How to check ‘mdadm’ RAIDs while running

mdadmraid

I'm starting to get a collection of computers at home and to support them I have my "server" linux box running a RAID array.

Its currently mdadm RAID-1, going to RAID-5 once I have more drives (and then RAID-6 I'm hoping for). However I've heard various stories about data getting corrupted on one drive and you never noticing due to the other drive being used, up until the point when the first drive fails, and you find your second drive is also screwed (and 3rd, 4th, 5th drive).

Obviously backups are important and I'm taking care of that also, however I know I've previously seen scripts which claim to help against this problem and allow you to check your RAID while its running. However looking for these scripts again now I'm finding it hard to find anything which seems similar to what I ran before and I feel I'm out of date and not understanding whatever has changed.

How would you check a running RAID to make sure all disks are still preforming normally?

I monitor SMART on all the drives and also have mdadm set to email me in case of failure but I'd like to know my drives occasionally "check" themselves too.

Best Answer

The point of RAID with redundancy is that it will keep going as long as it can, but obviously it will detect errors that put it into a degraded mode, such as a failing disk. You can show the current status of an array with mdadm -D:

# mdadm -D /dev/md0
<snip>
       0       8        5        0      active sync   /dev/sda5
       1       8       23        1      active sync   /dev/sdb7

Furthermore the return status of mdadm -D is nonzero if there is any problem such as a failed component (1 indicates an error that the RAID mode compensates for, and 2 indicates a complete failure).
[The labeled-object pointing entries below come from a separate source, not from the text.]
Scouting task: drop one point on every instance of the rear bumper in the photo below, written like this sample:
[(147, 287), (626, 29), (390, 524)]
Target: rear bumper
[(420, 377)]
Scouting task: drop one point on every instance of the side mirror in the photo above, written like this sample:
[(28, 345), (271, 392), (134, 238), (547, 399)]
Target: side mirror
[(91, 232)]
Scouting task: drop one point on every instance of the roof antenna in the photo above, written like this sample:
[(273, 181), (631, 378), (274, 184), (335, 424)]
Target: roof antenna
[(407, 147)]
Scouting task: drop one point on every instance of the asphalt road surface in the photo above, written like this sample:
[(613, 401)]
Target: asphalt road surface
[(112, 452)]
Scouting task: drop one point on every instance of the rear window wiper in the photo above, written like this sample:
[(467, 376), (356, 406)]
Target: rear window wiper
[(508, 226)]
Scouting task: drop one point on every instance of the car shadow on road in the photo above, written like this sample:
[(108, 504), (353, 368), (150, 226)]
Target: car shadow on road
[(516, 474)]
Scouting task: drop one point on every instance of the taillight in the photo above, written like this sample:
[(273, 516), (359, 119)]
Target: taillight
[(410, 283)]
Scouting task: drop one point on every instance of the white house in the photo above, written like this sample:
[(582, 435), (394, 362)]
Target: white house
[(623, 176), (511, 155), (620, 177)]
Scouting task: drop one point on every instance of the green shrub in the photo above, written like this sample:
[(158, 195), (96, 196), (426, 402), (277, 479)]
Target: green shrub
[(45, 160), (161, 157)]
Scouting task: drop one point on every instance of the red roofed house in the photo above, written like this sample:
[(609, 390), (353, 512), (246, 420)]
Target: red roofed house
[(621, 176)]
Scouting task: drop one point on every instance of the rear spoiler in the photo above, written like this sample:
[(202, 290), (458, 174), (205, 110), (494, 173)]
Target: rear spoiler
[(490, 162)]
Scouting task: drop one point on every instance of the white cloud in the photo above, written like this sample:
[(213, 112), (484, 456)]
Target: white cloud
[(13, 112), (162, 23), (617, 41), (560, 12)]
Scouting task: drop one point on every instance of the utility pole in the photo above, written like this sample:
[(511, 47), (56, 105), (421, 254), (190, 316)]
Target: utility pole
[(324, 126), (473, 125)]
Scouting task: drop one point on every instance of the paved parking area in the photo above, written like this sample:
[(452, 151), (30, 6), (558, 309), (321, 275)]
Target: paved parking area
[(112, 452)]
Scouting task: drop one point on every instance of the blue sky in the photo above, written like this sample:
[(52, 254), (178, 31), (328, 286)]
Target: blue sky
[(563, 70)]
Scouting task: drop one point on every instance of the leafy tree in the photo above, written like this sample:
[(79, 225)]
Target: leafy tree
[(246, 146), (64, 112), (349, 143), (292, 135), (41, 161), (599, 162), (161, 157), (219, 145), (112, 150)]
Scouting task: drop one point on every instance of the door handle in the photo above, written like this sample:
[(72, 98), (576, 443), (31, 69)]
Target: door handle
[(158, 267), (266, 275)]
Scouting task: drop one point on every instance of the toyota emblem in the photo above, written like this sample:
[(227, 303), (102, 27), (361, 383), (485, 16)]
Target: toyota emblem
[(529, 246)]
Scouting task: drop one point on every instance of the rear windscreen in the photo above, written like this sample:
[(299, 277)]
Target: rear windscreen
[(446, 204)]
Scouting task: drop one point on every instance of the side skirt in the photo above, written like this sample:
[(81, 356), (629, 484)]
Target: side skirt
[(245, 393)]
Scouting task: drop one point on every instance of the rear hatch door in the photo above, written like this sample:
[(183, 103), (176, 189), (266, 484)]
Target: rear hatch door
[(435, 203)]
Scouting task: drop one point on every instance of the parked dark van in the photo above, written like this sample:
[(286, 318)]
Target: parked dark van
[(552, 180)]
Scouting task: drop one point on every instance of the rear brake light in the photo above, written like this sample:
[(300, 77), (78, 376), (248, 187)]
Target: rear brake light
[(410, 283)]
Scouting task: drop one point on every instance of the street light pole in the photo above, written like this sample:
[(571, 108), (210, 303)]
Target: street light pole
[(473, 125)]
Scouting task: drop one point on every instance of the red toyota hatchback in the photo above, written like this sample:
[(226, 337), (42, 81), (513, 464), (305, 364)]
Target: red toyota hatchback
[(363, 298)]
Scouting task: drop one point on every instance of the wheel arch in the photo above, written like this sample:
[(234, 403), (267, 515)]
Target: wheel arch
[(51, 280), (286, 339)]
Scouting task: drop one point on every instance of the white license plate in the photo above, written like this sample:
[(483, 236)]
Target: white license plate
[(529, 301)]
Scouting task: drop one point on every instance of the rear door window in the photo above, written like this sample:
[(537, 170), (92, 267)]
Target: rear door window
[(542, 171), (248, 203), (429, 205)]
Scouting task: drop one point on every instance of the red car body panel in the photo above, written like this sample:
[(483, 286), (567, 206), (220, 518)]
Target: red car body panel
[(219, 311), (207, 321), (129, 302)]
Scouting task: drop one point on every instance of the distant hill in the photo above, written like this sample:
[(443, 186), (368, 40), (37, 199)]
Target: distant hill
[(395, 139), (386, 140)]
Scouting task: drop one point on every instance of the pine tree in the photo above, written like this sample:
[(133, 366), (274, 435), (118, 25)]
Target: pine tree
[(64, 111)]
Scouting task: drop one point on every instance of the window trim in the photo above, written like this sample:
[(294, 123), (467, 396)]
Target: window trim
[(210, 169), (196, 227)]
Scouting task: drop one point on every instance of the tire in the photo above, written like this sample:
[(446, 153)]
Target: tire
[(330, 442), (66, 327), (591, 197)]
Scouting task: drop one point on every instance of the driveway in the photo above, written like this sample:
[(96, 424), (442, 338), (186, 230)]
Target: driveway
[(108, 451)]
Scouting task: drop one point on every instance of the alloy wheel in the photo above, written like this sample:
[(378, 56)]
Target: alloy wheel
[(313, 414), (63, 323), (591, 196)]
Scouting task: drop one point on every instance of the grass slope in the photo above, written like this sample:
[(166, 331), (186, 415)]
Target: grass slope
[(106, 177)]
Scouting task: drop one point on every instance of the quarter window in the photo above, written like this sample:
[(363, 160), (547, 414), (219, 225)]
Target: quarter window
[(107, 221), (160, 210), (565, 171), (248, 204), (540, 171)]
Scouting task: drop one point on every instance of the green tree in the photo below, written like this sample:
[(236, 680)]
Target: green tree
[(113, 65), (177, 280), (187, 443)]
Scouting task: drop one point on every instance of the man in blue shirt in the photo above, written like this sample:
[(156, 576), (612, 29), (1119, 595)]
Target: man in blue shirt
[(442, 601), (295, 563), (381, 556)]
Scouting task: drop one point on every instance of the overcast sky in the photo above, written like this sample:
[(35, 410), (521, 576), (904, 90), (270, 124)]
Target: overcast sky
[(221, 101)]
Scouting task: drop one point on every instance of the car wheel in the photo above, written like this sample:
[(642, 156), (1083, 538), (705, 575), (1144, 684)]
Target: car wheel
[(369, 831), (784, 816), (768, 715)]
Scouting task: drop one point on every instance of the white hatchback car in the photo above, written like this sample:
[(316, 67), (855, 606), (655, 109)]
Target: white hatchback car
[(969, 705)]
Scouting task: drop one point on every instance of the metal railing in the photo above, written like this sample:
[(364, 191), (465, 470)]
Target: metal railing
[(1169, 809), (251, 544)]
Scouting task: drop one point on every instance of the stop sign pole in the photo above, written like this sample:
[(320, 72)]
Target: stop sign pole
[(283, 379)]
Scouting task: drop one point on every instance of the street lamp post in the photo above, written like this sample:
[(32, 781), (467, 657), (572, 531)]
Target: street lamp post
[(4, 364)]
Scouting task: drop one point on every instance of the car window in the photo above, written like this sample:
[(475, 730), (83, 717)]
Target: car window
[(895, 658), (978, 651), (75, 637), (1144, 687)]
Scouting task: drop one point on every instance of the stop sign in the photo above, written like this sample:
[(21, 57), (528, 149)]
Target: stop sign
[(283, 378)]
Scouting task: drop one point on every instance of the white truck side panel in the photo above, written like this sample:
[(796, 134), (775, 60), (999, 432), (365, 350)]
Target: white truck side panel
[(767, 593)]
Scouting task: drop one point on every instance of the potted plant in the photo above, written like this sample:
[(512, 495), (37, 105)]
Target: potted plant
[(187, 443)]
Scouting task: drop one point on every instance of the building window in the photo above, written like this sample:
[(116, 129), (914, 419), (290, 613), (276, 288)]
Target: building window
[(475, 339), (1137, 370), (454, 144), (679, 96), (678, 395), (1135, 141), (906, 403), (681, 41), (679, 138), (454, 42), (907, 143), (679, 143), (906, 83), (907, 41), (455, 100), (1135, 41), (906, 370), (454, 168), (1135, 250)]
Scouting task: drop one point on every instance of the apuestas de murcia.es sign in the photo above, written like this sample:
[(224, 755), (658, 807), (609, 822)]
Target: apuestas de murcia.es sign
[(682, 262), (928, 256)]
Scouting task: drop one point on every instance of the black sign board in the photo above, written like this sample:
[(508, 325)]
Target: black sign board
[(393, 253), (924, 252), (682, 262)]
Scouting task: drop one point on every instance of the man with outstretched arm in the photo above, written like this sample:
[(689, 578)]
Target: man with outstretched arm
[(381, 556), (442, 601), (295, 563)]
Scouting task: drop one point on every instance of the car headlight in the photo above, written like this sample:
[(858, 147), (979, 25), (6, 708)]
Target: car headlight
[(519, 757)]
You can also get a quick summary of all RAID device status by looking at /proc/mdstat. You can get information about a RAID device in /sys/class/block/md*/md/* as well; see Documentation/md.txt in the kernel documentation. Some /sys entries are writable as well; for example you can trigger a full check of md0 with echo check >/sys/class/block/md0/md/sync_action.

In addition to these spot checks, mdadm can notify you as soon as something bad happens. Make sure that you have MAILADDR root in /etc/mdadm.conf (some distributions (e.g. Debian) set this up automatically). Then you will receive an email notification as soon as an error (a degraded array) occurs.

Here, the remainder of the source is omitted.